Wow, was I Judged for being Obese?
Being judged by anyone for any reason is uncomfortable. People tend to make assumptions about your situation without having any details or facts to back up their verdicts. For example, many see homeless people on the street that may be asking for handouts and quickly jump to the conclusion that the reason for their situation is linked to alcoholism, drug abuse or lack of motivation to work to earn a living. While that may be the case for some, it cannot be automatically assumed that this applies for all of the homeless. In actuality, domestic violence, lack of affordable housing, unemployment or wages too low to sustain a household rank as the top reasons for homelessness.
While I was obese, I constantly sought a way out of my prison, all the while - low-key - wondering if people thought that I brought my situation on myself therefore I was getting what I deserved.
Allow me to share a little something from my book "Trapped Inside Myself."
Chapter 2 excerpt:
"As an obese person, I often wondered if I was judged. There is an assumption that overweight people are greedy and lazy. I have found it rare for people to think obesity can be linked to something medical. I believe that the most popular consensus is that obesity is strictly a condition reserved for gluttonous and slothful people. While I admit that I could have done a better job in learning how to better my general health, there was a limit to what I could achieve without help. That was something I really did not grasp at the time. The continued fight-and-fail roller coaster ride definitely took its toll on me mentally. As a person with a reasonable degree of self-confidence, constant failure in this fight made me feel - quite literally - like a big, fat loser."
I'm so glad my story didn't end here.
I decided not to let what others thought of me determine my outcome. I mean, I was doing everything possible to be a good and loving person. My weight should be irrelevant, right? I realized that it took too much energy to worry about what others may or MAY NOT be thinking or saying about me. I decided to take that same energy and use it to put those feelings aside and chose to focus on doing what was best for ME. Having a great support system is amazing but I also discovered that I would always encounter naysayers no matter what I decided to do with my life. I've learned that sometimes moving in silence is your best move.

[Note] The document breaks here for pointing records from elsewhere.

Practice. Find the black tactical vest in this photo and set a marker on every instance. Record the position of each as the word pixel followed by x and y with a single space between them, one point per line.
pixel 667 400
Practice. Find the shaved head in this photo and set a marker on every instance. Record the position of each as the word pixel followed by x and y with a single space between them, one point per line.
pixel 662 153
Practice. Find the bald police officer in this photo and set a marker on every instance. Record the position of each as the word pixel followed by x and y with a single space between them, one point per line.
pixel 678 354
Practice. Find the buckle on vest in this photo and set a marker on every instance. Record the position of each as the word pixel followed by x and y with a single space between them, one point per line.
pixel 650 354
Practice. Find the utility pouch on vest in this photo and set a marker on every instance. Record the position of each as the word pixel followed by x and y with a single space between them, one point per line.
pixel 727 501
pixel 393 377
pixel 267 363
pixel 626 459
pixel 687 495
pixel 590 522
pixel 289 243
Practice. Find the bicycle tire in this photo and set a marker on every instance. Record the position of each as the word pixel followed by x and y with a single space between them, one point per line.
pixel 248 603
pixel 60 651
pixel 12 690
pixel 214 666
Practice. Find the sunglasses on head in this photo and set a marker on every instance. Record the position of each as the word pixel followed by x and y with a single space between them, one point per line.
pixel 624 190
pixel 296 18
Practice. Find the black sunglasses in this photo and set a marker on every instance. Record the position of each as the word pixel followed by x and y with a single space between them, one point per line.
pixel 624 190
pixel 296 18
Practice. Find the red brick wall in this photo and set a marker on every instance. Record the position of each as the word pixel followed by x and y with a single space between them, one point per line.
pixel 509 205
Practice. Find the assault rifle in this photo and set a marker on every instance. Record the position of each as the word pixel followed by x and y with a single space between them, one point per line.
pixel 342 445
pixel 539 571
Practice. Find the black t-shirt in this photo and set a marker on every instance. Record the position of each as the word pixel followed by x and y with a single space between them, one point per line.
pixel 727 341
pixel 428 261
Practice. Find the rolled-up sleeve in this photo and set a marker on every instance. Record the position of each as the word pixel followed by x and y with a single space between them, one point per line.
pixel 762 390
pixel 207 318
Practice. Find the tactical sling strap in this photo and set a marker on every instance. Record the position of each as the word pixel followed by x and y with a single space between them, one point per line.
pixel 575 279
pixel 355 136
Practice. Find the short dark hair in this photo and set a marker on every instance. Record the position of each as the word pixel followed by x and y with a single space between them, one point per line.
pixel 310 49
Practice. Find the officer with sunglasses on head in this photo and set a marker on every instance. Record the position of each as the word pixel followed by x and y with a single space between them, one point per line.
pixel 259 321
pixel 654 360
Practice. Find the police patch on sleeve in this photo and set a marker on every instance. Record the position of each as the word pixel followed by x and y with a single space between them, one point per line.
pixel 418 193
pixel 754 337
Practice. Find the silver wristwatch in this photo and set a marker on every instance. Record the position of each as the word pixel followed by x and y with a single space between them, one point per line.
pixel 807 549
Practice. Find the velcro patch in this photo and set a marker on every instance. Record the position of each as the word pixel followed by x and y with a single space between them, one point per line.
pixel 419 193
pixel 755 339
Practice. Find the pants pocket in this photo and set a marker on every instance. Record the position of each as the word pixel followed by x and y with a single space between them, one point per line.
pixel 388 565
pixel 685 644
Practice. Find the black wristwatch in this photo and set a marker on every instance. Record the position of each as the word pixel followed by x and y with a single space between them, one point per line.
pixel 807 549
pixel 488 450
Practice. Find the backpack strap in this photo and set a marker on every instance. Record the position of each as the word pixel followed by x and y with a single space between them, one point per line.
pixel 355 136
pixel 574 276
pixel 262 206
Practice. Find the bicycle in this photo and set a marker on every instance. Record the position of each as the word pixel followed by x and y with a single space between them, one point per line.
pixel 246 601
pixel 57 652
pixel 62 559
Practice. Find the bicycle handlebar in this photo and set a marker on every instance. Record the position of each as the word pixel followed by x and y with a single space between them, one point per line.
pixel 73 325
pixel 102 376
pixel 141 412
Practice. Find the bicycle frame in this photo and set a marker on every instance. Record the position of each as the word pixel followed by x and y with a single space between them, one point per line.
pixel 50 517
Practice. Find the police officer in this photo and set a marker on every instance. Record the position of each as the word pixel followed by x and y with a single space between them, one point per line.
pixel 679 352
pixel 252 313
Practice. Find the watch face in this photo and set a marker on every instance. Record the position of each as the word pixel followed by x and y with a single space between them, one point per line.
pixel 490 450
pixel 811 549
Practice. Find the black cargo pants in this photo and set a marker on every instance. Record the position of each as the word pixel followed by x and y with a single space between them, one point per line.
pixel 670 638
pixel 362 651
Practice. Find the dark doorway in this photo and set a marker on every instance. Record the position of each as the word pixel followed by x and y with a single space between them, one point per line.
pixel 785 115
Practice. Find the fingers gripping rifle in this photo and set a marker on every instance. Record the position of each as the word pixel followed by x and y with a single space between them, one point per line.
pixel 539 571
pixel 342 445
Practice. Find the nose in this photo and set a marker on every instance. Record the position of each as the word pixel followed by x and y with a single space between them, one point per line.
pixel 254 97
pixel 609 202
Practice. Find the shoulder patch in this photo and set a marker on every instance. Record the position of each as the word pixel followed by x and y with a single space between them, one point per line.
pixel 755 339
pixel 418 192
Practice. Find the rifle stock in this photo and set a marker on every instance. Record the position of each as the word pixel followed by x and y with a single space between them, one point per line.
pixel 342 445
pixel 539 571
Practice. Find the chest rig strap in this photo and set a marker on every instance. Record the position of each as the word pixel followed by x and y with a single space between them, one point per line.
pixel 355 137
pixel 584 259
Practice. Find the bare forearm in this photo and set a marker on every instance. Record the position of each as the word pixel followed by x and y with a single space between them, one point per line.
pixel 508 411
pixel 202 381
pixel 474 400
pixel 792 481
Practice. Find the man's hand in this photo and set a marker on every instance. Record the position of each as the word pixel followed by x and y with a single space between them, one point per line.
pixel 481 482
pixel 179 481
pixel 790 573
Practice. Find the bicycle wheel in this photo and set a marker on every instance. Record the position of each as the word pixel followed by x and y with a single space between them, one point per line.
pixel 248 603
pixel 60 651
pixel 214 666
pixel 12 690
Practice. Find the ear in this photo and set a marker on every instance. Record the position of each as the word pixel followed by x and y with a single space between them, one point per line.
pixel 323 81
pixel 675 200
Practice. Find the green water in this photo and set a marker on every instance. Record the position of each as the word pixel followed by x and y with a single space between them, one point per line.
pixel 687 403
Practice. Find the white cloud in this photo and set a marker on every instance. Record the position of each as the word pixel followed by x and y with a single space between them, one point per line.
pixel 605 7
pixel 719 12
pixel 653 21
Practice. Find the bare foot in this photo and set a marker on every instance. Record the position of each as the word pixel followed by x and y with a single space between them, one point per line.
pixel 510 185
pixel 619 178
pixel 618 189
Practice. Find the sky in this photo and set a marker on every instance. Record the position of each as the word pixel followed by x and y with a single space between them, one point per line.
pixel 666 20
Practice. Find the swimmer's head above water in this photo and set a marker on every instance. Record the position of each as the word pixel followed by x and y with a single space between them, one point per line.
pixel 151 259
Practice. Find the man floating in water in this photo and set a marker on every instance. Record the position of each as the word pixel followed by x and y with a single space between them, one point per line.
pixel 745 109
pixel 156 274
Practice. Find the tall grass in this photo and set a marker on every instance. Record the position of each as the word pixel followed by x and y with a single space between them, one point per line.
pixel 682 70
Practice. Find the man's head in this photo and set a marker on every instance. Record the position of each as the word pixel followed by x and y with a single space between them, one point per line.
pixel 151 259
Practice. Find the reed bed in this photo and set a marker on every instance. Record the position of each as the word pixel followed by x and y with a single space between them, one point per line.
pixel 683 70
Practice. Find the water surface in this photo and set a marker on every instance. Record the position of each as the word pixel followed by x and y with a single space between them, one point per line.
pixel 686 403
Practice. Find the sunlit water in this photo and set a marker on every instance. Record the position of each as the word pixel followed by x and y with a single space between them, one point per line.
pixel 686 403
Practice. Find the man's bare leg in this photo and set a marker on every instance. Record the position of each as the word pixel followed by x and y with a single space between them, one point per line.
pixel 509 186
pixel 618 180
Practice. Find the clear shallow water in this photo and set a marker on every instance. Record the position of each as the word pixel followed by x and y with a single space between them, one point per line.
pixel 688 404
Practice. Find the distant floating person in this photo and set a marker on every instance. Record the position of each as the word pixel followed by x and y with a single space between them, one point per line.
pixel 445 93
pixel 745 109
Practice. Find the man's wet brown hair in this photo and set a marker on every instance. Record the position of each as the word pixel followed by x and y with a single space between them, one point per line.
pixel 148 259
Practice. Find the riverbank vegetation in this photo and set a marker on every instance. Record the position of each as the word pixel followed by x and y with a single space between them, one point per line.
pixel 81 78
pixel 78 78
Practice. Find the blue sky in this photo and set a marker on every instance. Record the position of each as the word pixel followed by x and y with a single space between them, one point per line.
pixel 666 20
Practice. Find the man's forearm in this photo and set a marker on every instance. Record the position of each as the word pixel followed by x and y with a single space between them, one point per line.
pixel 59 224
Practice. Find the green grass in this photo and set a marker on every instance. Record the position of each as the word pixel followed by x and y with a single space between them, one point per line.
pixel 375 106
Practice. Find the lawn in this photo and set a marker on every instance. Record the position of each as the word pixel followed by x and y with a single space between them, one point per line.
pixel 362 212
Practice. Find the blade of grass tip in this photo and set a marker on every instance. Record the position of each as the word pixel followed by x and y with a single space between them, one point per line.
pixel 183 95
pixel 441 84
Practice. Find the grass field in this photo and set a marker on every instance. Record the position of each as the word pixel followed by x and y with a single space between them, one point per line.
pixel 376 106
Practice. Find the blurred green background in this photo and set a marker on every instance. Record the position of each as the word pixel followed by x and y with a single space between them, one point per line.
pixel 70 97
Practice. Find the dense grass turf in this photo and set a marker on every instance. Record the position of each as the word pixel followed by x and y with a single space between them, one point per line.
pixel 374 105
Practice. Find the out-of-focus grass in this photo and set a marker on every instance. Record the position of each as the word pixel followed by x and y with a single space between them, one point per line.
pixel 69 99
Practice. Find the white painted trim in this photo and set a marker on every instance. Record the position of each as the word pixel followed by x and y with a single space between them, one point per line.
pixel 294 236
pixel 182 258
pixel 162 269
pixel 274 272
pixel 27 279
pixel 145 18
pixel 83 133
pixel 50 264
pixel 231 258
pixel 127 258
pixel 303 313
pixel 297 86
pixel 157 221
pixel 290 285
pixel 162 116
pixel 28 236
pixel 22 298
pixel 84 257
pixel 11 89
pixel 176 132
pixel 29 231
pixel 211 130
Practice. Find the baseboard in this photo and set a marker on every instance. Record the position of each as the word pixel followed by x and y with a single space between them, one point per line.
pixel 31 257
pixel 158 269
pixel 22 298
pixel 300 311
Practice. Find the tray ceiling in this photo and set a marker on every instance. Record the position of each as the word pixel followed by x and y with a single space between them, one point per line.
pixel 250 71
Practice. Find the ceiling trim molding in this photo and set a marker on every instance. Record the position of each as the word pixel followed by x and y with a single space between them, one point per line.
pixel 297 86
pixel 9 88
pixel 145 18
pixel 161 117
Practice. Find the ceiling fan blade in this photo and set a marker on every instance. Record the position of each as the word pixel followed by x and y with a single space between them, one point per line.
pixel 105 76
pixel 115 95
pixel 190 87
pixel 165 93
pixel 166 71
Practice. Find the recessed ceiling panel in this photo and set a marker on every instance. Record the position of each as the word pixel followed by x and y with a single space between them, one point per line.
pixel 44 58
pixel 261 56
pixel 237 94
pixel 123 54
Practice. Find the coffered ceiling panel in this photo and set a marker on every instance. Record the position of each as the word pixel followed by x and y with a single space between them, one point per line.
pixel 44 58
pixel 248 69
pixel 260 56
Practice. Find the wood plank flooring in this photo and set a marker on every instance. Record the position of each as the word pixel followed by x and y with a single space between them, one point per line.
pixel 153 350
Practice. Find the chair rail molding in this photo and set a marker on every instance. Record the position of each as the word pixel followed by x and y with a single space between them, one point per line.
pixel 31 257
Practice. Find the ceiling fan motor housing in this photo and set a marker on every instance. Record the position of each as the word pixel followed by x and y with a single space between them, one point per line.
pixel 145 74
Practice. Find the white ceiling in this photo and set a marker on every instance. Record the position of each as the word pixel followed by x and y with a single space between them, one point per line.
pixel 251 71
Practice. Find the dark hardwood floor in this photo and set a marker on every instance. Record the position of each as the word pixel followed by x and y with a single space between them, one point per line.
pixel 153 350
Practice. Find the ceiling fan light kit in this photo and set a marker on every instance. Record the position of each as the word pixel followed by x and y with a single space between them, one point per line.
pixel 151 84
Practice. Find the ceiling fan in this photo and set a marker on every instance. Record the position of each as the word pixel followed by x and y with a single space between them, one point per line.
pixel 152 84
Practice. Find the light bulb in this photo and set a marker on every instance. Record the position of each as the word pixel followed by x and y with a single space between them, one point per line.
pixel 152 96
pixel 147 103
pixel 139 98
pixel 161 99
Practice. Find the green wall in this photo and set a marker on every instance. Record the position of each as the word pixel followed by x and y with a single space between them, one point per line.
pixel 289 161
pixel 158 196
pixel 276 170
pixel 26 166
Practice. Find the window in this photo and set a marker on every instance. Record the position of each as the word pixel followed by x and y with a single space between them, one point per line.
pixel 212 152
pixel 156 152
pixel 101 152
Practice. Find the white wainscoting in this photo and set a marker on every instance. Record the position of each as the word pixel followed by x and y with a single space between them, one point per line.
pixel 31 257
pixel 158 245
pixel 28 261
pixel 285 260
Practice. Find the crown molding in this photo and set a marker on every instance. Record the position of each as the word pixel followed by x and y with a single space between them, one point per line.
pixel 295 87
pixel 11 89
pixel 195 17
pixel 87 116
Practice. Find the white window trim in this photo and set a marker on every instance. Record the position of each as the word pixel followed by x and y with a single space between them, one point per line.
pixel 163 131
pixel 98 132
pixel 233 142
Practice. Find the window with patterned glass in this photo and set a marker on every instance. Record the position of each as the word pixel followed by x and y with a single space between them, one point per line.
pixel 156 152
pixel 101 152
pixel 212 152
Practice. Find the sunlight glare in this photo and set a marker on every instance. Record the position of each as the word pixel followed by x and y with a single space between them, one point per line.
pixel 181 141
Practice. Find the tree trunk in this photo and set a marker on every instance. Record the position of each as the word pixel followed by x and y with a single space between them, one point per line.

Had I let the judgement passers and naysayers talk me out of My blessing I would still be living a sedentary lifestyle, walking with a cane, existing in Pain, running back and forth to the doctor’s, swallowing a gang of prescriptions meds, crying in fitting rooms, trying to hide in All black clothes, terrified of chairs, avoiding events and crying almost every day. But instead, I chose my own path and ran with it - with Zero regrets!